I believe, now you know how packets travel from one computer to another over the Internet. But what's in-between? What actually makes up the Internet infrastructure or backbone?

 The Internet backbone is made up of many large networks, which interconnect with each other. These large networks are known as Network Service Providers or NSPs. These networks peer with each other to exchange packet traffic. Each NSP is required to connect to Network Access Points or NAPs. At the NAPs, packet traffic may jump from one NSP's backbone to another NSP's backbone.





Internet Backbone


NSPs also interconnect at Metropolitan Area Exchanges or MAEs. MAEs serve the same purpose as the NAPs but are privately owned. NAPs were the original Internet interconnects points. Both NAPs and MAEs are referred to as Internet Exchange Points or IXs. NSPs also sell bandwidth to smaller networks, such as ISPs and smaller bandwidth providers. Below is a picture showing this hierarchical infrastructure.

This is not a true representation of an actual piece of the Internet. The above figure is only meant to demonstrate how the NSPs could interconnect with each other and smaller ISPs. None of the physical network components are shown in this figure. This is because a single NSP's backbone infrastructure is a complex drawing by itself. Most NSPs publish maps of their network infrastructure on their web sites and can be found easily. To draw an actual map of the Internet would be nearly impossible due to it's size, complexity, and ever changing structure.

The Internet Routing Hierarchy

 So how do packets find their way across the Internet? Does every computer connected to the Internet know where the other computers are? Do packets simply get 'broadcast' to every computer on the Internet? The answer to both the preceding questions is 'no'. No computer knows where any of the other computers are, and packets do not get sent to every computer. The information used to get packets to their destinations is contained in routing tables kept by each router connected to the Internet. 

 

Routers Connecting in Network


Routers are packet switches. A router is usually connected between networks to route packets between them. Each router knows about it's sub-networks and which IP addresses they use. The router usually doesn't know what IP addresses are 'above' it. Examine the figure below. The black boxes connecting the backbones are routers. The larger NSP backbones at the top are connected at a NAP. Under them are several sub-networks, and under them, more sub-networks. At the bottom are two local area networks with computers attached.

When a packet arrives at a router, the router examines the IP address put there by the IP protocol layer on the originating computer. The router checks it's routing table. If the network containing the IP address is found, the packet is sent to that network. If the network containing the IP address is not found, then the router sends the packet on a default route, usually up the backbone hierarchy to the next router. Hopefully the next router will know where to send the packet. If it does not, again the packet is routed upwards until it reaches a NSP backbone. The routers connected to the NSP backbones hold the largest routing tables and here the packet will be routed to the correct backbone, where it will begin its journey 'downward' through smaller and smaller networks until it finds it's destination.

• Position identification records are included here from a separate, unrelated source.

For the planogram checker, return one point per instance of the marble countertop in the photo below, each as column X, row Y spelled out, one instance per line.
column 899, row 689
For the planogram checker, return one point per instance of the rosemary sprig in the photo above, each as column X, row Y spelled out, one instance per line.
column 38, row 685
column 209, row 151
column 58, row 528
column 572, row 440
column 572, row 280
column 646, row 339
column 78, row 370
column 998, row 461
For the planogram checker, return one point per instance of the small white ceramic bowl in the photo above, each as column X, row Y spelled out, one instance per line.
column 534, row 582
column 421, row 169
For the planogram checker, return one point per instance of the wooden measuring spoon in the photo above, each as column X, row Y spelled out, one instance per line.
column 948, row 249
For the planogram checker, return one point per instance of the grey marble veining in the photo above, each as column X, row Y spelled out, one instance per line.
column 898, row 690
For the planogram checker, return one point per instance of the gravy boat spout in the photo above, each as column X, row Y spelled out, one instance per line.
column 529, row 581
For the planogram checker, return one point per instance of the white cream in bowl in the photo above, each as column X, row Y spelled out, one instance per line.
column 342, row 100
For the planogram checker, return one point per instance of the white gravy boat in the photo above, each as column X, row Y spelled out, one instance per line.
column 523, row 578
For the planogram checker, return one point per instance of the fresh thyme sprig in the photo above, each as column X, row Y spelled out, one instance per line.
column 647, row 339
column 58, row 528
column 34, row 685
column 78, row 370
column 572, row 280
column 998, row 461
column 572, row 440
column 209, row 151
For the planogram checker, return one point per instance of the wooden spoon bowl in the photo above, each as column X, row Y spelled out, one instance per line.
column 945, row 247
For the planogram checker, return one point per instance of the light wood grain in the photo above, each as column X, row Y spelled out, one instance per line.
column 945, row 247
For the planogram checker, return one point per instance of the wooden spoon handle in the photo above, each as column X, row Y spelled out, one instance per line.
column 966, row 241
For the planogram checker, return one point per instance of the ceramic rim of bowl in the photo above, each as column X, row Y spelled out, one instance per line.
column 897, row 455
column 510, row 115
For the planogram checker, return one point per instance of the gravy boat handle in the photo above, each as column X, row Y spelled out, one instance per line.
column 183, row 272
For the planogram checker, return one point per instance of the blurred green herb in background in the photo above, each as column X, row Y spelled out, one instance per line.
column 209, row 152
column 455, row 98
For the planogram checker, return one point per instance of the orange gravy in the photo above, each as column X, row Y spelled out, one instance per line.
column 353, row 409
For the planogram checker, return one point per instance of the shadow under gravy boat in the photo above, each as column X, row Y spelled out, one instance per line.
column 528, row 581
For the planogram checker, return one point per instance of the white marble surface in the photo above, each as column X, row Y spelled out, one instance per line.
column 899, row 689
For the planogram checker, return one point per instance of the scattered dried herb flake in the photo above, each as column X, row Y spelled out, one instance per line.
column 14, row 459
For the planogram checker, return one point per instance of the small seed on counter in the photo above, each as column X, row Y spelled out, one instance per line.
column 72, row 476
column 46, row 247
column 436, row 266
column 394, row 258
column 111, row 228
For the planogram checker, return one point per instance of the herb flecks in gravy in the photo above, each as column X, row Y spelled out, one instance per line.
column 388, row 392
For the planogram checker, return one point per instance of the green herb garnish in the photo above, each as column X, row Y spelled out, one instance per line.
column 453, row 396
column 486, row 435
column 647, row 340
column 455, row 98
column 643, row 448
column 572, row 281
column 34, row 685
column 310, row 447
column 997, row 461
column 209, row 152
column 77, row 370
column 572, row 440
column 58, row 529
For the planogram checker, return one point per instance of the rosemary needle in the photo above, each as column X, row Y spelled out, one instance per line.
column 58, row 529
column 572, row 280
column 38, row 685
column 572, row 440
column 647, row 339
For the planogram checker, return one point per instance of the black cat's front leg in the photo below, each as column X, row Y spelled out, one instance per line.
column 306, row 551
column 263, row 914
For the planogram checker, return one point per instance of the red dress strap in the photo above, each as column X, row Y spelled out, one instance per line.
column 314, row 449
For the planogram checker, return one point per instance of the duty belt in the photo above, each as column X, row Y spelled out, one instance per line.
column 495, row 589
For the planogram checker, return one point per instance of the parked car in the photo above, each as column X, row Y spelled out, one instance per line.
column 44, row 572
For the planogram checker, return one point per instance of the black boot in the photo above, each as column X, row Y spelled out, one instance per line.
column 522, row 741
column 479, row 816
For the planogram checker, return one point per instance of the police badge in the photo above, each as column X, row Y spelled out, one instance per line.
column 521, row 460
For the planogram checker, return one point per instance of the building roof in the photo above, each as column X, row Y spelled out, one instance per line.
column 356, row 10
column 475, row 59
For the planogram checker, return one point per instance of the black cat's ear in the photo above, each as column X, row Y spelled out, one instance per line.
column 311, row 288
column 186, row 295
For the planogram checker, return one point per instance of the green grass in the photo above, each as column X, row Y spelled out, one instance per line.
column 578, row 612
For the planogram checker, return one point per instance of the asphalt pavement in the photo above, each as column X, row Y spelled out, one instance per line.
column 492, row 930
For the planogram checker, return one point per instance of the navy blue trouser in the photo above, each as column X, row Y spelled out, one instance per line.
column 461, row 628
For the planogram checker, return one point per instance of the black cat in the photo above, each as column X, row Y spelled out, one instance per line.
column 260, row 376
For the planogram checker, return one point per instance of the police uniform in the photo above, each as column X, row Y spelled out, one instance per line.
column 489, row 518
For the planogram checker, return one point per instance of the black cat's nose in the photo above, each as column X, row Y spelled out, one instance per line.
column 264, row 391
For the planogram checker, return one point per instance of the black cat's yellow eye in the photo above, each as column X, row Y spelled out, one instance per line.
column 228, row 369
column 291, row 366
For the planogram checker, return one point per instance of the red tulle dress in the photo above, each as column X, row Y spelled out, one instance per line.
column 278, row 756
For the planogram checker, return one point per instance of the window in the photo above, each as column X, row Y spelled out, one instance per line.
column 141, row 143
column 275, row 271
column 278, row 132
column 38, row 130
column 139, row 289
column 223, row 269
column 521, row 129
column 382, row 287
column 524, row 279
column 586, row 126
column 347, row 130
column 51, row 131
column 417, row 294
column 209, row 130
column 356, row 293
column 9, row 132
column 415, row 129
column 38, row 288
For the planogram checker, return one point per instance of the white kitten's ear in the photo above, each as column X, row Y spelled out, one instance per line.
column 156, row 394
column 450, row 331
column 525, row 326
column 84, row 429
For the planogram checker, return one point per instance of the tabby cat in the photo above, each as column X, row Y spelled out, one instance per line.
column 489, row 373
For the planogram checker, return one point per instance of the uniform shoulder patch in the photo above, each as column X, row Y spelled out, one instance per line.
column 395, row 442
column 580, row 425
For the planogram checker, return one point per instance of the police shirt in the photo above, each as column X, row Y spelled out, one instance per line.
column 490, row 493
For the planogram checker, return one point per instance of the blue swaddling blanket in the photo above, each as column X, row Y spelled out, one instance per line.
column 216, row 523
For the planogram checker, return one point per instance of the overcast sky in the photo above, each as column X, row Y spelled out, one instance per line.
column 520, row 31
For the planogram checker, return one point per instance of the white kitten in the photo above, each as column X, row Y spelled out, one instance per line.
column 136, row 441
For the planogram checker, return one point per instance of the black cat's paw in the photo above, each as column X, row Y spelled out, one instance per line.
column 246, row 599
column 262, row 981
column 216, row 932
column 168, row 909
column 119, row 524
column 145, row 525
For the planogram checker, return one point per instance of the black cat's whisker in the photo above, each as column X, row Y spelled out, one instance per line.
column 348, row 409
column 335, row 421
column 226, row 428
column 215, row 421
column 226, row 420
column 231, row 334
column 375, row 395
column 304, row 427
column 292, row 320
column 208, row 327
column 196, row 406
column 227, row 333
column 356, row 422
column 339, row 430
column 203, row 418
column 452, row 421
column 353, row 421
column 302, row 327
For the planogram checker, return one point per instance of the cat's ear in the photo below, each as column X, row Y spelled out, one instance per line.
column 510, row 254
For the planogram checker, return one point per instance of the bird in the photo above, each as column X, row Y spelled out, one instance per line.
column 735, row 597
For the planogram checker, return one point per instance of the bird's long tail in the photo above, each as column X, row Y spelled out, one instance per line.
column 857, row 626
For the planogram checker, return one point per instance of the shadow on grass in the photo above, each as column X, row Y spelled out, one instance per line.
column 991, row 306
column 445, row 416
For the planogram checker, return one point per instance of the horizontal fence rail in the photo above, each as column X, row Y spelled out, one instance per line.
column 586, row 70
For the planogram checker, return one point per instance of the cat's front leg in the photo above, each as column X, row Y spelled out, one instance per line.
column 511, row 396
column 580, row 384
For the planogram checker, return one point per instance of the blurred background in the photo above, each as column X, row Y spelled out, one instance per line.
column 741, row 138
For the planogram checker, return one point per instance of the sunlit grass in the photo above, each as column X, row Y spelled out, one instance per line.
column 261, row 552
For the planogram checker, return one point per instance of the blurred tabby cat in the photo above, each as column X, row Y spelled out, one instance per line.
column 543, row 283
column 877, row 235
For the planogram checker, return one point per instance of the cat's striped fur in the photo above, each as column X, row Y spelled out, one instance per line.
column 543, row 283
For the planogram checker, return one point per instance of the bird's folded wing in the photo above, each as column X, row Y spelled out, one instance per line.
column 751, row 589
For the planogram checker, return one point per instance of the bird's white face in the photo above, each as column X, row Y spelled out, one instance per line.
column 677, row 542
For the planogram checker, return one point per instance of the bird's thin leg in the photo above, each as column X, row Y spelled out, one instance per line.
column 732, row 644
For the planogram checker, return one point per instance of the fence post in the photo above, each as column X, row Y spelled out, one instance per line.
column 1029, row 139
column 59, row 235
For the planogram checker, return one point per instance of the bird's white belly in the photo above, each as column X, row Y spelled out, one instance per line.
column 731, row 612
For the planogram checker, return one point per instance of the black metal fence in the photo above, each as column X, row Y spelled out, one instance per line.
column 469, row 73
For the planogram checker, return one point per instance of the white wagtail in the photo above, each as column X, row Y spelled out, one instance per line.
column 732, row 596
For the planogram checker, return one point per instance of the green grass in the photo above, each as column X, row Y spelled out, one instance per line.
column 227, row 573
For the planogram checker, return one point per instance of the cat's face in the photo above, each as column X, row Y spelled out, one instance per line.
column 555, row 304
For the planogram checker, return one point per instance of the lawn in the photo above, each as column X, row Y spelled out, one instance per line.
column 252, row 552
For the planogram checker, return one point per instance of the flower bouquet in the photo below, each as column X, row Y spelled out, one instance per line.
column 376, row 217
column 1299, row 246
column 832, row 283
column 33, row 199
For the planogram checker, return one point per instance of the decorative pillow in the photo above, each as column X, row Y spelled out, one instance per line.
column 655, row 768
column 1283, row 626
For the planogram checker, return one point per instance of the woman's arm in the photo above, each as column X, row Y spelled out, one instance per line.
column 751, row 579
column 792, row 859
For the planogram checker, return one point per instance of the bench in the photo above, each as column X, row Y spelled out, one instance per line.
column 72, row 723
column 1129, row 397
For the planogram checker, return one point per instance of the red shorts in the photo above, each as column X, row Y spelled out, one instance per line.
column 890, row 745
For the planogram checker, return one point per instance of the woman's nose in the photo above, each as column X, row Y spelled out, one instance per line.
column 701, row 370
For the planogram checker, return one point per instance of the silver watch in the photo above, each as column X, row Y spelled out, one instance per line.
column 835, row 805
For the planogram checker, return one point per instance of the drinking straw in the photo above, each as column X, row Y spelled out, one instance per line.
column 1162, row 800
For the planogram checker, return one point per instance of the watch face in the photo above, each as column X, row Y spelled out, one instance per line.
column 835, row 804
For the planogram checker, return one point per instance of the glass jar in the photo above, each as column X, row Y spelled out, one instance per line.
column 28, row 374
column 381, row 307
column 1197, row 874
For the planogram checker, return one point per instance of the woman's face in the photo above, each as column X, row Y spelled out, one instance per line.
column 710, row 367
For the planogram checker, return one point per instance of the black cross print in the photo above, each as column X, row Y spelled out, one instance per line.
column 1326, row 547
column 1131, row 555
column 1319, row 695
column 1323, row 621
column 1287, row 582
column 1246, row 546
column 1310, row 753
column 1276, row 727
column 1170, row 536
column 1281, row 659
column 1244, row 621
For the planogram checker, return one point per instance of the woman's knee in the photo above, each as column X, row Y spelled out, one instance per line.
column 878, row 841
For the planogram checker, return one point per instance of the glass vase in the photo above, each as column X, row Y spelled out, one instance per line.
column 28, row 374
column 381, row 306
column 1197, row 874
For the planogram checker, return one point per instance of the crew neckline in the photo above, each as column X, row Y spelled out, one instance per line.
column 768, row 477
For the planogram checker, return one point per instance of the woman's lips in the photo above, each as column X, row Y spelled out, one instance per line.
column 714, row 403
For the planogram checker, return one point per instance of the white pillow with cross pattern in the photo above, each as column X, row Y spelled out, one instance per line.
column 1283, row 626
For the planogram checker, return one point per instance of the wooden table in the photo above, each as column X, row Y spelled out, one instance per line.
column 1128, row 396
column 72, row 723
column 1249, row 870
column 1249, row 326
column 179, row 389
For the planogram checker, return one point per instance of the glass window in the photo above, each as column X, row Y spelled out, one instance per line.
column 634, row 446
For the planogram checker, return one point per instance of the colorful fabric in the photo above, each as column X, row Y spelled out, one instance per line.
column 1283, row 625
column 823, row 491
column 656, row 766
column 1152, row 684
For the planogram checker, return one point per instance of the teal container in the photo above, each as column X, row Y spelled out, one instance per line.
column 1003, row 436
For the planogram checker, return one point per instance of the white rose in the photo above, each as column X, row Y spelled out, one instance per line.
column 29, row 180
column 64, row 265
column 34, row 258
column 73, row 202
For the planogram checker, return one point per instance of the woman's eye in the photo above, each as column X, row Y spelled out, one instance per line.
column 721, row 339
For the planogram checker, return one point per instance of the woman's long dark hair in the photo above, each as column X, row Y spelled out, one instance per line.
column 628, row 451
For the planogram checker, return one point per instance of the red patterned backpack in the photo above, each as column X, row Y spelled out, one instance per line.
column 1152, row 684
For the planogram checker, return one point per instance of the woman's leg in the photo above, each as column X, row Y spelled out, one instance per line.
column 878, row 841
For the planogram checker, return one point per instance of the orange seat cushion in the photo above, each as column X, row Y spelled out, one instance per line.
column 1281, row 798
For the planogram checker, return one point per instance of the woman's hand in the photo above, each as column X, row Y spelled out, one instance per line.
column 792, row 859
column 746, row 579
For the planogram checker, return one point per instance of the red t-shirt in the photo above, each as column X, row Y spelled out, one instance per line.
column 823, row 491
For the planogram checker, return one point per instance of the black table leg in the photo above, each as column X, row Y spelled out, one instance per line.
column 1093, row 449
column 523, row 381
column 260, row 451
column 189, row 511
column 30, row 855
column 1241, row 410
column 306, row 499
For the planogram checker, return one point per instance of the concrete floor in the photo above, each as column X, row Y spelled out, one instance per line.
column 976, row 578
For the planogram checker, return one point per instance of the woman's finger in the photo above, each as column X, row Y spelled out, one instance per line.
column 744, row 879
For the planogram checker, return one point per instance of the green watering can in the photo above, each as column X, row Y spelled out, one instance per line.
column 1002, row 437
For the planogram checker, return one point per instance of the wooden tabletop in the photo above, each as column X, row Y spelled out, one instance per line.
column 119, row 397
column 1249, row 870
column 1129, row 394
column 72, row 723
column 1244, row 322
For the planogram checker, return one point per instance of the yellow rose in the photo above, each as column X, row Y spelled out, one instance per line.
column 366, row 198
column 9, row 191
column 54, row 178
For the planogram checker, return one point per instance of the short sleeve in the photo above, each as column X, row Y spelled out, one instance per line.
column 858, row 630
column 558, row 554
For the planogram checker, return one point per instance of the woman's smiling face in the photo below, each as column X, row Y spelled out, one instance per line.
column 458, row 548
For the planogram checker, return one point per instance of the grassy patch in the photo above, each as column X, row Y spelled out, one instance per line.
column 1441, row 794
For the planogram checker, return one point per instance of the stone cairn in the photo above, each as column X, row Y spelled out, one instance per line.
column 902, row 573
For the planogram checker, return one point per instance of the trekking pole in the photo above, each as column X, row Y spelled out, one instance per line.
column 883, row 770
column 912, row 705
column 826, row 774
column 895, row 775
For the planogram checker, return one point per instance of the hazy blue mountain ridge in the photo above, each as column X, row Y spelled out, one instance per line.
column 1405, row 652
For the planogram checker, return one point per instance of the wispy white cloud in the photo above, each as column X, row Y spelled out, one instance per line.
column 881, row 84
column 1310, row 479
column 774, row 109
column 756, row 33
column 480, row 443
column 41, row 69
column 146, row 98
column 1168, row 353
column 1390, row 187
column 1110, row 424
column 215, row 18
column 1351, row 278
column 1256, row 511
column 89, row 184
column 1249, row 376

Domain Names and Address Resolution


But what if you don't know the IP address of the computer you want to connect to? What if you need to access a web server referred to as www.anothercomputer.com? How does your web browser know where on the Internet this computer lives? The answer to all these questions is the Domain Name Service or DNS. The DNS is a distributed database, which keeps track of computer's names and their corresponding IP addresses on the Internet.

Many computers connected to the Internet host part of the DNS database and the software that allows others to access it. These computers are known as DNS servers. No DNS server contains the entire database; they only contain a subset of it. If a DNS server does not contain the domain name requested by another computer, the DNS server re-directs the requesting computer to another DNS server.


DNS Hierarchy

The Domain Name Service is structured as a hierarchy similar to the IP routing hierarchy. The computer requesting a name resolution will be re-directed 'up' the hierarchy until a DNS server is found that can resolve the domain name in the request. Figure 6 illustrates a portion of the hierarchy. At the top of the tree are the domain roots. Some of the older, more common domains are seen near the top. What is not shown are the multitude of DNS servers around the world which form the rest of the hierarchy. When an Internet connection is setup (e.g. for a LAN or Dial-Up Networking in Windows), one primary and one or more secondary DNS servers are usually specified as part of the installation. This way, any Internet applications that need domain name resolution will be able to function correctly. For example, when you enter a web address into your web browser, the browser first connects to your primary DNS server. After obtaining the IP address for the domain name you entered, the browser then connects to the target computer and requests the web page you wanted.